Alessandra Sanguinetti: Camilla, Buenos Aires, Argentina, 1999; from The Adventures of Guille and Belinda and the Enigmatic Meaning of Their Dreams. The first volume in a planned trilogy of Sanguinetti’s work, it was originally published in 2010 and will be reissued by MACK this spring.

There are writers for whom the dead refuse to stay buried, and it may be that some ghosts are especially insistent with authors from countries where, not all that long ago, tens of thousands of people were murdered or disappeared. In the short stories of Mariana Enriquez, a journalist and fiction writer from Argentina, the restless dead are all too eager to return as unwelcome reminders of the legacy of late-twentieth-century political violence—and of the horrors occurring now in South America’s former dictatorships.

In Enriquez’s new story collection, The Dangers of Smoking in Bed—and in her earlier collection, Things We Lost in the Fire (first published in English in 2017)—her gothic fantasies are unsparing and grotesque; there’s cannibalism, necrophilia, murder, madness, posthumous decay. Yet because the fiction is so alive, the experience of being in her world is enjoyable. Some credit must go to Megan McDowell, who has translated both of Enriquez’s collections into excellent English, nimbly switching from the lyrical to the idiomatic, the metaphysical to the obscene. So the slangy Spanish term “un garronazo” (which might be translated as “a screwup”) appears here as “a clusterfuck.”

What’s remarkable is the assurance of Enriquez’s voice, which makes her most outrageous inventions seem coherent and convincing. Details—an insect, a dog, a cigarette—that may at first seem randomly chosen reverberate through a story, reappearing in unexpected ways. These recurrences create a kind of substructure, giving her stories the “inner consistency” that, according to J.R.R. Tolkien, is necessary to persuade readers to suspend their disbelief long enough to accept the reality of an imagined world more fantastic than our own.

Like their author, many of Enriquez’s characters live in Buenos Aires: not the tourist fantasy of tango lessons, prime beef, and leafy boulevards, but a gritty, polluted metropolis with cavernous class divisions. Most of her characters are girls and women, and many of her stories are told in the first person. Camped on the shores of toxic rivers, they live among people who are starving, drug-addicted, brutalized by the police. Meanwhile, in dusty Argentine backwaters, the city girls’ country cousins—chain-smoking, boy-crazy risk-takers—have been driven nearly feral by unfocused lust and teenage ennui.
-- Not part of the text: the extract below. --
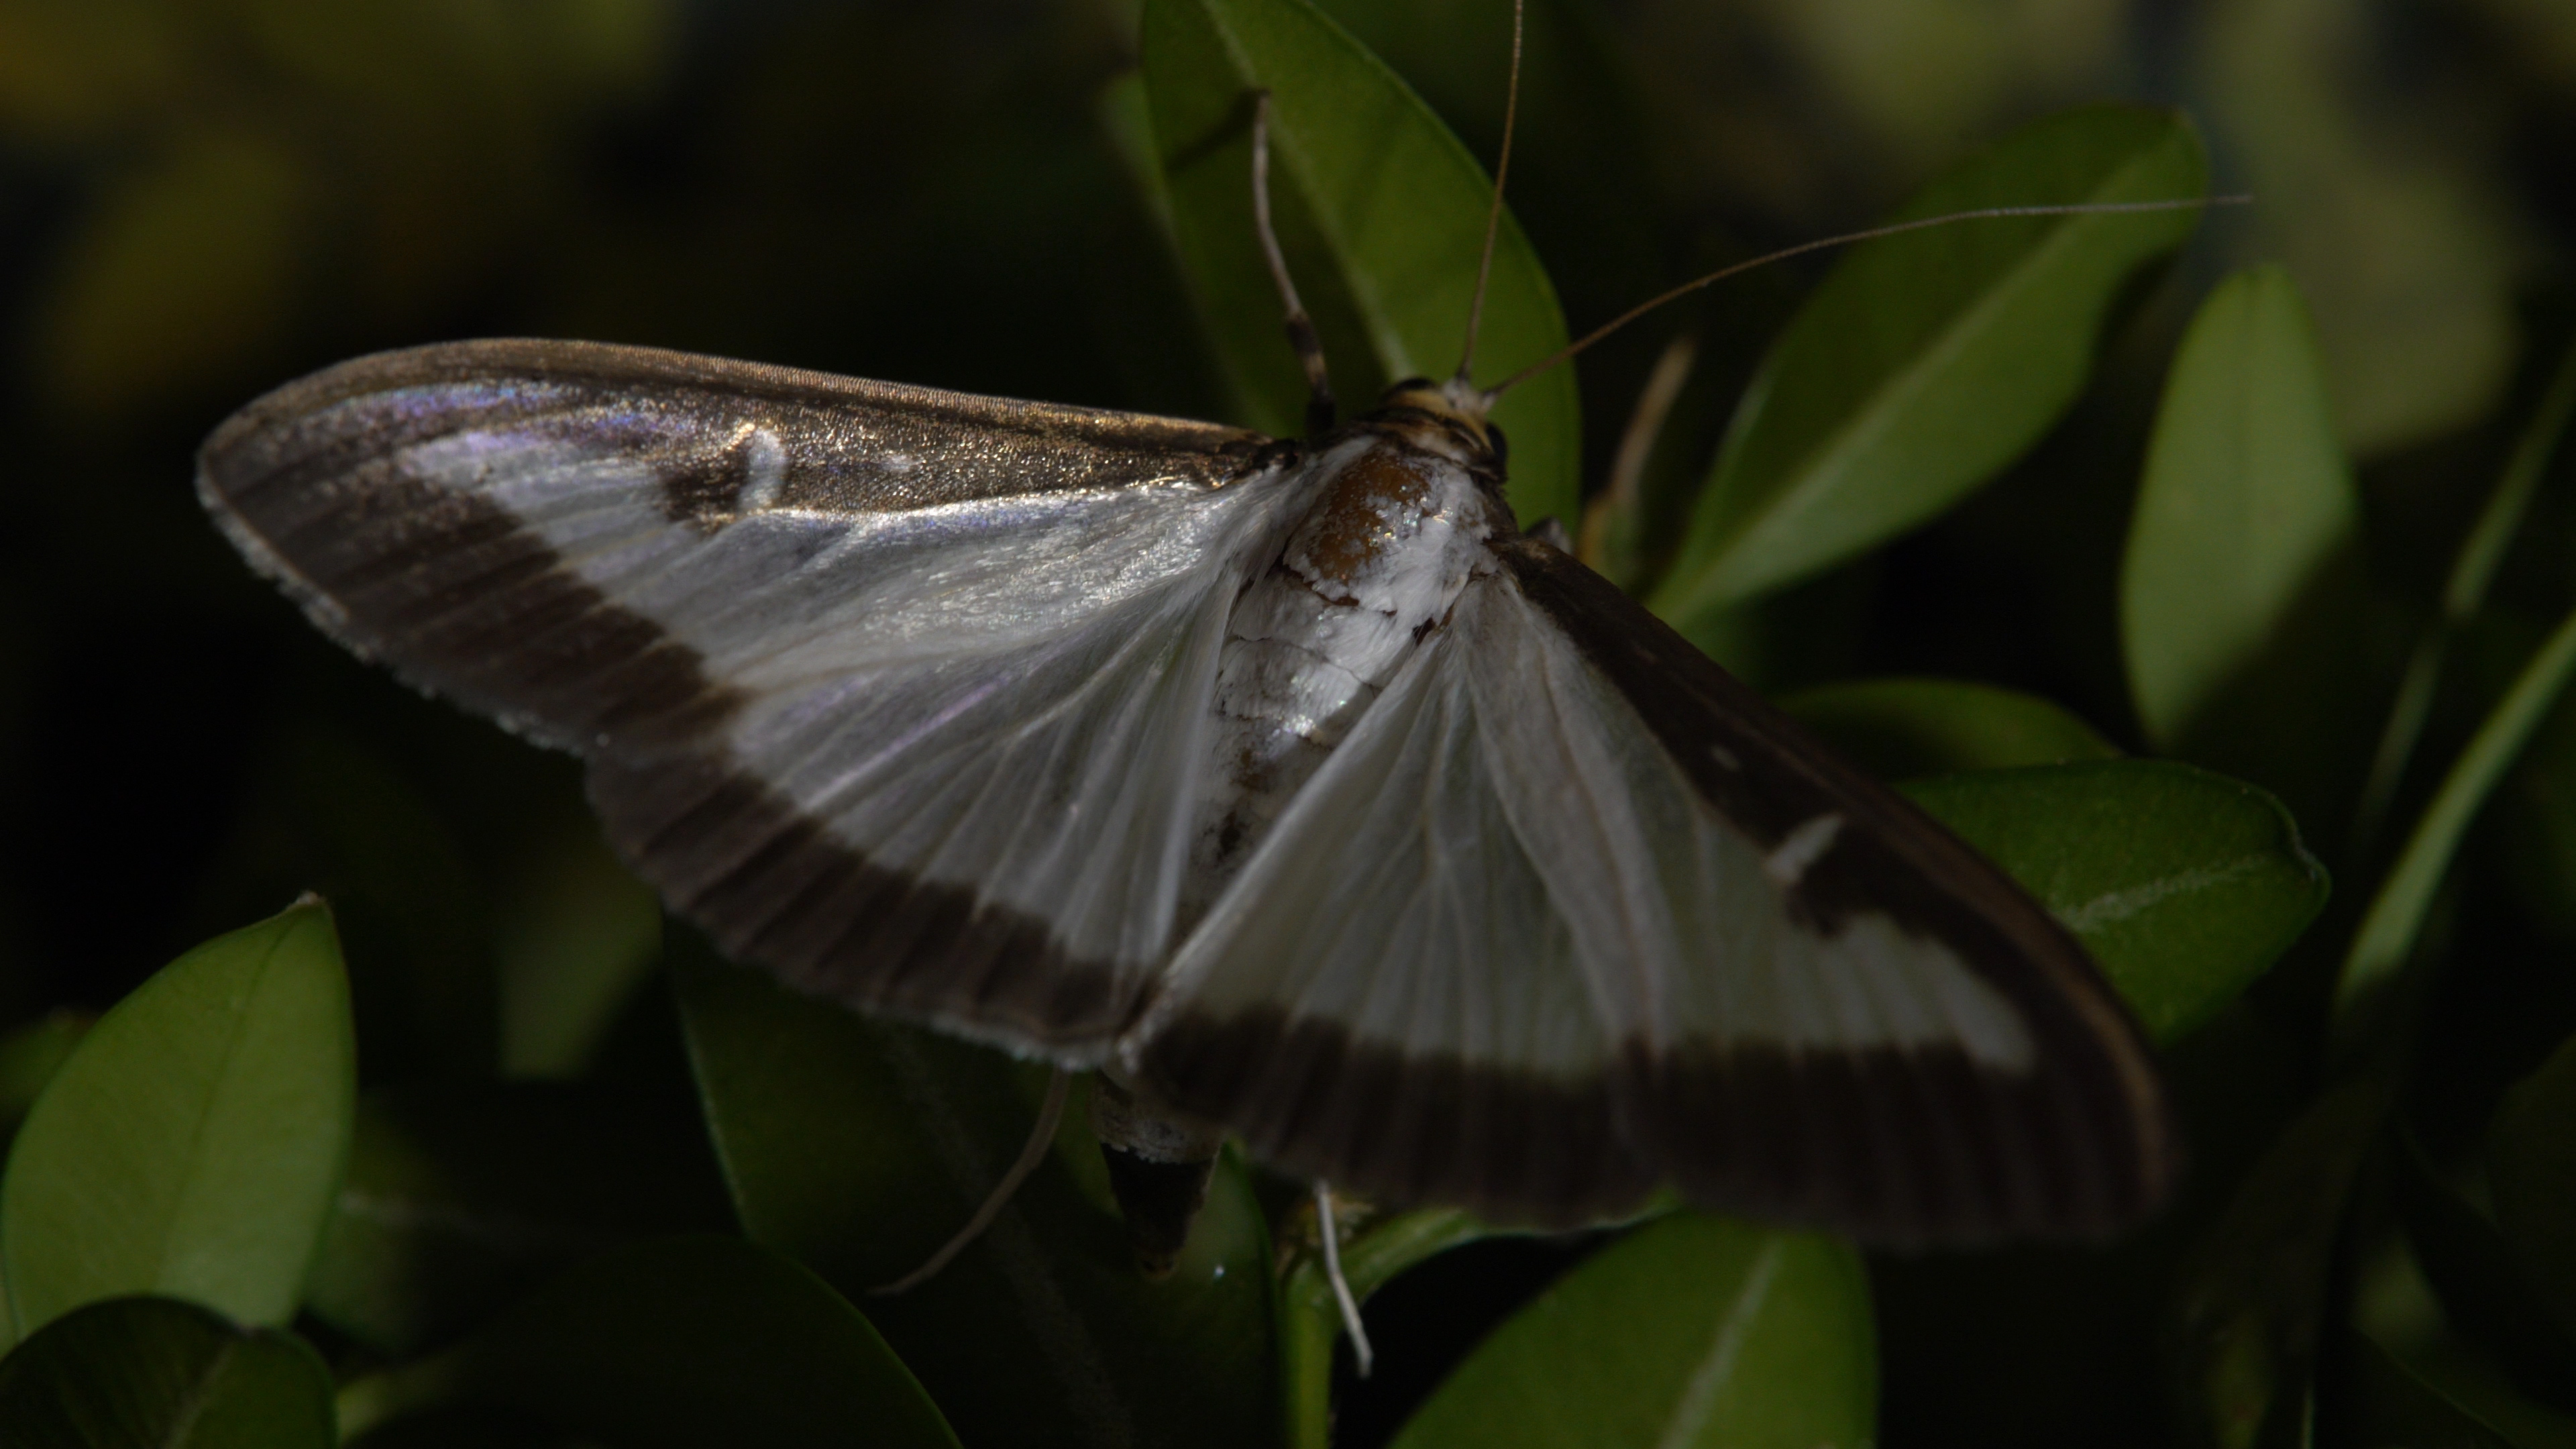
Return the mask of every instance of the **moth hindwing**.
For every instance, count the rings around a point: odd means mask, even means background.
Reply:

Enriquez has an uncanny ability to channel the manic hilarity and imagination of groups of teenage girls:

At that age there’s music playing in your head all the time, as if a radio were transmitting from the nape of your neck, inside your skull. Then one day that music starts to grow softer, or it just stops. When that happens, you’re no longer a teenager. But we weren’t there yet, not even close…. Back then, the music was at full blast and it sounded like Slayer, Reign in Blood.

“Our Lady of the Quarry” is narrated in the collective voice of the group, tracking the girls’ growing impatience with their “grown-up” friend Silvia, already an adult, who lets them smoke weed and meet boys at her apartment but annoys them with her greater wisdom and experience:

If one of us discovered Frida Kahlo, oh, Silvia had already visited Frida’s house with her cousin in Mexico, before he disappeared. If we tried a new drug, she had already overdosed on the same substance. If we discovered a band we liked, she had already gotten over being a fan of the same group.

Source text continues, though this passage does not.